Guin blinked several times. A crowded, noisy bar, drinks flowing, a hot nameless actress giving her a come-hither look from across the room, and she was sitting here with her superior having this conversation? Now?

Guin nodded. “Sort…of.”

“Now that didn’t kill you, did it?” Sloan pushed the shot across the table in her direction. “Here’s your reward.”

Guin downed it with such alacrity, her eyes watered.

“So if I got this right, nobody understands the poor little psychic girl, so you come here to drink to dull your senses.” Sloan leaned forward, grinned. “All six of ’em.”

Guin went suddenly serious. “I don’t feel sorry for myself.”

“You sure about that?”

“How did you know, anyway?”

It was amazing Sloan could even hear Guin’s low voice so deeply imbedded was it in the crowd noise. The lieutenant pulled a folded picture out of her jacket pocket, smoothed the crease and slid it across the table.

There she was, with dead Cheryl.
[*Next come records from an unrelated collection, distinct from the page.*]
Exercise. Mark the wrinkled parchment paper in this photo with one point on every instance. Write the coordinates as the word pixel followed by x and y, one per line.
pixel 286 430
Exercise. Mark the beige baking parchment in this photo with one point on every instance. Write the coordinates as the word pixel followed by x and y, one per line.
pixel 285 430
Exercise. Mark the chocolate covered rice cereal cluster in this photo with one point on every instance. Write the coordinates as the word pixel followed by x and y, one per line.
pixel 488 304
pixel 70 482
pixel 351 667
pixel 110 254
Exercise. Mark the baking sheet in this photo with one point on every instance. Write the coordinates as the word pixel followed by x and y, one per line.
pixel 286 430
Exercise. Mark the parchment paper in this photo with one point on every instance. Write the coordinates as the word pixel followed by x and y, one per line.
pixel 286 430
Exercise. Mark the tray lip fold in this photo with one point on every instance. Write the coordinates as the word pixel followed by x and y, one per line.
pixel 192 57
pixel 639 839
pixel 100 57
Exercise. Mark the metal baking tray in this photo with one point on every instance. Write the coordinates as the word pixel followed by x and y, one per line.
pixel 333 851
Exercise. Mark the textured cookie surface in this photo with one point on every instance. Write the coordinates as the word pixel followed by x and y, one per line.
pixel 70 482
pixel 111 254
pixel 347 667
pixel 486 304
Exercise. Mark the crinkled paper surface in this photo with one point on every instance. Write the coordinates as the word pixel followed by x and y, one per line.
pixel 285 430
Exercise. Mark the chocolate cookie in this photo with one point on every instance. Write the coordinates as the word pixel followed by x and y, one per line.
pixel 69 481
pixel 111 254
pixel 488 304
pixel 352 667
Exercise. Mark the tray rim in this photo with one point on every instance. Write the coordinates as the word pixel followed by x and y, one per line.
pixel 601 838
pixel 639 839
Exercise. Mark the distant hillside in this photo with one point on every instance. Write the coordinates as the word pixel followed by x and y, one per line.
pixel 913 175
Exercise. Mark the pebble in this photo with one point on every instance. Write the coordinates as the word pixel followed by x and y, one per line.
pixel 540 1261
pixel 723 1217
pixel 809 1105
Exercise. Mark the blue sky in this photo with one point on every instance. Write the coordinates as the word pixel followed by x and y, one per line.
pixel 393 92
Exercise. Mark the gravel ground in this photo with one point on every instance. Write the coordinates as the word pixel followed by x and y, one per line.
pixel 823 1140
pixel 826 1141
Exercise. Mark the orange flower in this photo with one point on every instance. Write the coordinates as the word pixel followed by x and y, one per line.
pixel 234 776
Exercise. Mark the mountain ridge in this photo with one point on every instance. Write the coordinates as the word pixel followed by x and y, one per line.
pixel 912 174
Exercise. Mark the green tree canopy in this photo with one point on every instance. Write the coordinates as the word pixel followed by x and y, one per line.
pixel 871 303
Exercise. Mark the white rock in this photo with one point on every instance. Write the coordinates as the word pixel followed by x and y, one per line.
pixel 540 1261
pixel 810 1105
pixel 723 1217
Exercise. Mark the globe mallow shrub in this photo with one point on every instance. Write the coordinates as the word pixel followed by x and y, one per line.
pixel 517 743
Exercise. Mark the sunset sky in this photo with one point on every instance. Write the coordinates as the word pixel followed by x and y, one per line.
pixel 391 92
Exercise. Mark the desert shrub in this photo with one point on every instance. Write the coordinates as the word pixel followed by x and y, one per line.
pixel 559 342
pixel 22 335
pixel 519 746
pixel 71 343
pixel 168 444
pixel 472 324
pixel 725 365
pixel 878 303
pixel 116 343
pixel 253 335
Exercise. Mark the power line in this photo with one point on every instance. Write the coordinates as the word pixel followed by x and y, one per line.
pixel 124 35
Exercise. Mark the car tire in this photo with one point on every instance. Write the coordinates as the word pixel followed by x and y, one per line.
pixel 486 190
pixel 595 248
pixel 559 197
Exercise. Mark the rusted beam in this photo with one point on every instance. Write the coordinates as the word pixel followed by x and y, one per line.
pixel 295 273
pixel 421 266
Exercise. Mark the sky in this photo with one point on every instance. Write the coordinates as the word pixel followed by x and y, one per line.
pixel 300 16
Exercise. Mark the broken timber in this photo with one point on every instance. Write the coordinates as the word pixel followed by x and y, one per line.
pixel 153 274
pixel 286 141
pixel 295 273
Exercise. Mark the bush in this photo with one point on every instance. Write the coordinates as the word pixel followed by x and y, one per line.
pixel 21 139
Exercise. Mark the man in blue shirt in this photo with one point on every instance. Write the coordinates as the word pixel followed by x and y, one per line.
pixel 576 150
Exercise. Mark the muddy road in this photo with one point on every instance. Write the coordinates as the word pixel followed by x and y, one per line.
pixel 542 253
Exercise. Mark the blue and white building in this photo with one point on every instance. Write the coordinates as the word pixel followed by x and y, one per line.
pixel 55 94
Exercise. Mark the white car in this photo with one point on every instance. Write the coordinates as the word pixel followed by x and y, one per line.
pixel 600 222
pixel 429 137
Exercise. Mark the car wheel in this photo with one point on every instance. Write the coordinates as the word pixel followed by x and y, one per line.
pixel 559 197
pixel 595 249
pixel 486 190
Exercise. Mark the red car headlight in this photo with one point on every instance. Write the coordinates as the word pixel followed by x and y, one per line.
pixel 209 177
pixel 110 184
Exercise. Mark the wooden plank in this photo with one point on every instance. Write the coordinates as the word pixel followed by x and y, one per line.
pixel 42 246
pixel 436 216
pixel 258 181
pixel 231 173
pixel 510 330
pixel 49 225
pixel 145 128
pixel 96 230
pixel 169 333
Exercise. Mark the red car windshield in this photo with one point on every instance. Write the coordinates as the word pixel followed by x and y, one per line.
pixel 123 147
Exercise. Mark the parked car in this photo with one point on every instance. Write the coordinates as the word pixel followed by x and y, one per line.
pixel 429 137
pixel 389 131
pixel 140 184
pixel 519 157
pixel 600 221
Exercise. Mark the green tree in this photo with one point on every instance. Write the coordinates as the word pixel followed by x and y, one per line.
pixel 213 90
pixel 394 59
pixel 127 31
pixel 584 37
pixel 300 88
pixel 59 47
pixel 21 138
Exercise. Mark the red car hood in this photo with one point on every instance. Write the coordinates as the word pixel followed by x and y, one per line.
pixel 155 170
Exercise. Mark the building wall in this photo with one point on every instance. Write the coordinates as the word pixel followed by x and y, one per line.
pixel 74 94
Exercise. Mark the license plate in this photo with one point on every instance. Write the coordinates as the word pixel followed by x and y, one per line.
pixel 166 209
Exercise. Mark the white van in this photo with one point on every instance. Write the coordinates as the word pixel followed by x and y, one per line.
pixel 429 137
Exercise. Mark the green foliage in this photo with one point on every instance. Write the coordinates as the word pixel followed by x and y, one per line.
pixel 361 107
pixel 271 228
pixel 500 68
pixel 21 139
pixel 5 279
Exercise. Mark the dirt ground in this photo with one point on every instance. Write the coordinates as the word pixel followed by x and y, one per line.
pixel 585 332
Guin folded it closed, reluctantly slid it back.

“Oh, you can keep it,” Sloan told her. “Creeps my girlfriend out, anyway.”

Guin’s expression changed again. “You told your girlfriend?”

“I tell her everything because I trust her,” she said in a chastising voice. “You could learn a thing or two about how that works, from what I’m gathering.”

“Coming from the woman who’s supposed to be building a crib,” Guin mumbled.

Sloan grinned, raised her glass high. “Cheers to that.”

“Amen,” Guin said, and slammed another shot. They set their empty shot and beer glasses on the tabletop. The bartender knew the routine by now, returned with water.

“So, you want to ask me how I do it?” Guin wriggled her eyebrows. “How I see dead people?”

“I don’t even care how you do it.” Sloan took a long chug of ice water, set the glass aside. “I’m just wondering if there’s a way we can get your head on straight off the job so you can be your best person when you’re clocked in.”

Guin’s smirky smile faded. She nodded. “Could take some work.”

“I take it April doesn’t know about this.”

“No.”

“Did I scream and run away?” Sloan waited for Guin to shake her head. “She won’t either. You’ve got to give people credit.”

“I can’t control it—who I see or when. It’s like a…trance.” It was a strange confessional coming from Guin, but Sloan held back, let her clear the decks. “With Cheryl, sometimes I can see her very clearly, like she’s standing right here. We talk, believe it or not. And sometimes when I need her, I can’t find her anywhere.”

“You know what would be nice?” Sloan reached across the table, patted Guin’s hand. “To see somebody alive make you smile as hard as you were in that picture.”

Even in her advancing stage of inebriation, Guin realized what had just happened her.  She said, simply, “Thank you, Jace.”